[BioSQL-l] Loading long strings to Oracle

Richard HOLLAND hollandr at gis.a-star.edu.sg
Tue Jun 28 11:33:27 EDT 2005


We had similar trouble in BioJava when Oracle 9 and 10 suddenly stopped supporting the use of setString and getString on CLOB columns. Special code was required to force BioJava to detect the database and use the special Oracle CLOB-specific accession methods, just like your 'quick fix' of setting ora_type does below.

Hilmar is the best guy to talk to here as he uses BioPerl with BioSQL and Oracle in his production db at work.
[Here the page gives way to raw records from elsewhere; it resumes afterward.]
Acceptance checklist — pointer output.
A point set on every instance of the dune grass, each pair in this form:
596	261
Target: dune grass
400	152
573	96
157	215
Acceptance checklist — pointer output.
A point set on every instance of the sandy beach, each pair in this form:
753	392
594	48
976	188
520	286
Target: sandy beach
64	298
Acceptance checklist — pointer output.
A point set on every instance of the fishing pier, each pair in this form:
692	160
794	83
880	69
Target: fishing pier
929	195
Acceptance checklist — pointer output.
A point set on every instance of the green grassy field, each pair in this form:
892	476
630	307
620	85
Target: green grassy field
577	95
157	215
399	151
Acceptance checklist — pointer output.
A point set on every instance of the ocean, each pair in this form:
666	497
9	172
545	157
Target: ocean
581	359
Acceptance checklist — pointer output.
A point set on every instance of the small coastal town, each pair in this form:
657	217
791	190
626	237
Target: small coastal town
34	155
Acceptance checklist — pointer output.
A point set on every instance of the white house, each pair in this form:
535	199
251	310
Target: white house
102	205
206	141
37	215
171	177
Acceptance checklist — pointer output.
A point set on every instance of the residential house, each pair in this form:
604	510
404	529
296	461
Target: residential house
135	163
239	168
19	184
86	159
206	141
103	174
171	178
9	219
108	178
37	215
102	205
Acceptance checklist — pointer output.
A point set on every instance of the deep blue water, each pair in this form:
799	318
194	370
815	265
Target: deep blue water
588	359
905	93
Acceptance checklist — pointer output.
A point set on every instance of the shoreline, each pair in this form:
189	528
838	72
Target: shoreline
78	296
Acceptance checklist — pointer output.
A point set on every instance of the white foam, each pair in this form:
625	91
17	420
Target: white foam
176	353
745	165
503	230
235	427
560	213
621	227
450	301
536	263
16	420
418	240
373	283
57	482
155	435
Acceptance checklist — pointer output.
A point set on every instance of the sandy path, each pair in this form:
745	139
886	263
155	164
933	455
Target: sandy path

Your annotation fails because you are using UTF16 as the character set in the database. This means that each character is stored as 16 bits or 2 bytes. As the limit in Oracle is 4000 bytes (note bytes not characters) this means that you can only store strings up to 2000 chars long with this encoding.

cheers,
Richard


-----Original Message-----
From:	biosql-l-bounces at portal.open-bio.org on behalf of Teemu Kivioja
Sent:	Tue 6/28/2005 11:19 PM
To:	biosql-l at open-bio.org
Cc:	
Subject:	[BioSQL-l] Loading long strings to Oracle 

Hi,

I have couple of possibly related problems with loading to the Oracle database.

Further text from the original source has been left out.